While your department may push for the technology because your team will be more productive, another group’s self-interest can perceive the same technology as a threat and try to stop or limit the purchase.
It makes sense. A business is just an organization of people. And the one thing the acquisition of technology does is change the relationship between people as it empowers some and can weaken others.
When we develop marketing content to sell technology, we must be subconscious about the audiences, their fears, insecurities and other dynamics.
The audiences your technology pitch must balance:
- The visionaries.
CEO and senior leadership who see the technology as helping them realize an operating or corporate vision (make us stronger, fast, agile, profitable, save money).
- Priests of the temple.
These are people who have been in power due to the fact they have been in control of the information or a process that others in the organization don’t understand or can’t do themselves.
A technology that empowers former priest worshipers to understand it, or use it without assistance, weakens and threatens the stature of the priests. Their power comes from being the informational spigot for tech or process salvation. If the new technology creates new rivers of information flow and control, they could lose influence and possibly their jobs.

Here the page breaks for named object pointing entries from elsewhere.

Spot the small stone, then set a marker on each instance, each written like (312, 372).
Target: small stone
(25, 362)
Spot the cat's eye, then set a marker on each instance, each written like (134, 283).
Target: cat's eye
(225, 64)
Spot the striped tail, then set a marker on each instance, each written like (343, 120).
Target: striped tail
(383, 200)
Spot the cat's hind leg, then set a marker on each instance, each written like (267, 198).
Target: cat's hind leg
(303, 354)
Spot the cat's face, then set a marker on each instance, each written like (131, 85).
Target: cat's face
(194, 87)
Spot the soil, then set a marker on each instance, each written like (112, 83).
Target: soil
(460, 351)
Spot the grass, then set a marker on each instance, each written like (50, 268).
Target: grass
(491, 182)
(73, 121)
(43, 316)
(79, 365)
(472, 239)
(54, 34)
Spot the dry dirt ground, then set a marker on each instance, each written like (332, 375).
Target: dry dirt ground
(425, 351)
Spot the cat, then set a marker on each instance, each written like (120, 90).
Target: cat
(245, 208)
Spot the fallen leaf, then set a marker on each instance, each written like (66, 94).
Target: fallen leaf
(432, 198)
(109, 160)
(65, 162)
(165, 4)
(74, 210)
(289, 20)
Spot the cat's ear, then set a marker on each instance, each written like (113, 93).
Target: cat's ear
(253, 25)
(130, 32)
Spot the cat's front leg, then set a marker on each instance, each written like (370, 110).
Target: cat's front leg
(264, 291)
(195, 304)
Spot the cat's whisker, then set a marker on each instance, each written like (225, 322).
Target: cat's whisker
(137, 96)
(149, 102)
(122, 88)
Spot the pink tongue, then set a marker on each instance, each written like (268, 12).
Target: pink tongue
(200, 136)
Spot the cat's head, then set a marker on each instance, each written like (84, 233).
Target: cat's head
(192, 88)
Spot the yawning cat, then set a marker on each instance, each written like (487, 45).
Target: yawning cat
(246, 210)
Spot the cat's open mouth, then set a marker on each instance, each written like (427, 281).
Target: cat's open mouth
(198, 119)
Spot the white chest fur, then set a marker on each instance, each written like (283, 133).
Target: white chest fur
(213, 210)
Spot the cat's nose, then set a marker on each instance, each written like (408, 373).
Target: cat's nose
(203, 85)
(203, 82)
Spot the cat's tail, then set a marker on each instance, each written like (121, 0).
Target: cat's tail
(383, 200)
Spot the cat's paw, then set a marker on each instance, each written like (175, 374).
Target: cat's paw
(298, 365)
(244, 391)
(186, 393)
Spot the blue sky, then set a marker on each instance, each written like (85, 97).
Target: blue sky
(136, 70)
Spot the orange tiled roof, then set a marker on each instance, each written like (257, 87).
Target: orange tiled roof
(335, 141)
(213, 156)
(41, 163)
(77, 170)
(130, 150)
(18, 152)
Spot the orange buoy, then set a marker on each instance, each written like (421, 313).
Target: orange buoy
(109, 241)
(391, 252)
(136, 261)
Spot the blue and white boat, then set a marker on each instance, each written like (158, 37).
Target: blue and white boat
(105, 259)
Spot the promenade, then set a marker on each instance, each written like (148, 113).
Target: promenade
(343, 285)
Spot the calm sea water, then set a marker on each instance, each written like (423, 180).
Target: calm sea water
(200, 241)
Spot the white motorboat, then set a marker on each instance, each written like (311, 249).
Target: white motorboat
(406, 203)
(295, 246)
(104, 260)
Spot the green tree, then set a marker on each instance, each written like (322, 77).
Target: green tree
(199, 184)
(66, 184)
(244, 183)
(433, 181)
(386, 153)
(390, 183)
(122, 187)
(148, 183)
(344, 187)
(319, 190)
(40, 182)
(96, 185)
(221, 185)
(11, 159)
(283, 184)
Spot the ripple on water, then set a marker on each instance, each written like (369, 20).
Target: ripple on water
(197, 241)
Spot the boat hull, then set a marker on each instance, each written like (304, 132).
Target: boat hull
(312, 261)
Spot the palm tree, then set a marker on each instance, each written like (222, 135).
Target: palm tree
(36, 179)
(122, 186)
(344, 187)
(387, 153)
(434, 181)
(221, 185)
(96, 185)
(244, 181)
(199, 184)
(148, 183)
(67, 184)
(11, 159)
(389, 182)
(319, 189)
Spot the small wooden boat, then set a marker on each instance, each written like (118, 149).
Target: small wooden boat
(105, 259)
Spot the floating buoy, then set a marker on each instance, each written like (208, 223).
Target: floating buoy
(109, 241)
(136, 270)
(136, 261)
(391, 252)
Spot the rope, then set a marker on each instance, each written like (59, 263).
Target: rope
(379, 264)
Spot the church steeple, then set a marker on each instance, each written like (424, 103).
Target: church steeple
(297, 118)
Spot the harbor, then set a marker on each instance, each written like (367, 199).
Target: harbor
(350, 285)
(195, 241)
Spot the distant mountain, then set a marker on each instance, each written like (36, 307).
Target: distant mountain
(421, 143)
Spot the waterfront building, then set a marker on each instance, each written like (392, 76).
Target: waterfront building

- Anyone whose job can be automated through technology.
Often IT makes industry expertise more available or changing the balance of IT power by commoditizing it. Through the internet, an expert radiologist in a hospital in New Jersey can have their work and analytics skills moved to am equally killed radiologist in Mumbai.
- Slackers.
There are areas where the lack of technology or poor technology can hide lazy or incompetent work and workers. When a technology comes along that is more efficient and creates transparency around those who formerly worked (or hid their lack of work) in the shadows can be threatened.
- New owners or departments seeking to acquire power or influence.
Technology is power. Like any power, people who can acquire and control more of it become powerful. For example, not too long ago, all tech fell under IT. Now increasingly, decisions and control of tech decisions are leaning towards the CMO suite. In turn, that changes the CMO relationship and influence in the organization.
- Purchasers and financial relationships.
A company or a department could have a long-standing and comfortable relationship with a vendor. Technology that causes a shift to a new vendor, can threaten an existing financial relationship or those Eagles tickets a vendor always has for you.
Anyone who’s been at an organization that’s re-organized, hired, moved or fired personnel knows that changes, even what seems to be a small one, is a tectonic shift. It can create hurt feelings, new workloads and responsibilities and uncertain futures. It may be better for the firm in the long-run but it still creates a disruption. Technology does the same thing.
So it’s not always about how great your technology is. It’s what does your technology means to the work process, fortunes, balance of power to the company.
As you look at your “pain point” sales sheet focused around logical benefits your technology addresses, don’t forget, often the illogical ones are the ones that lock in the sale.
Or for content marketing, have other materials that can be shared to empowers the promoters of your technology the messaging they need to allay the fears and concerns of other departments and groups.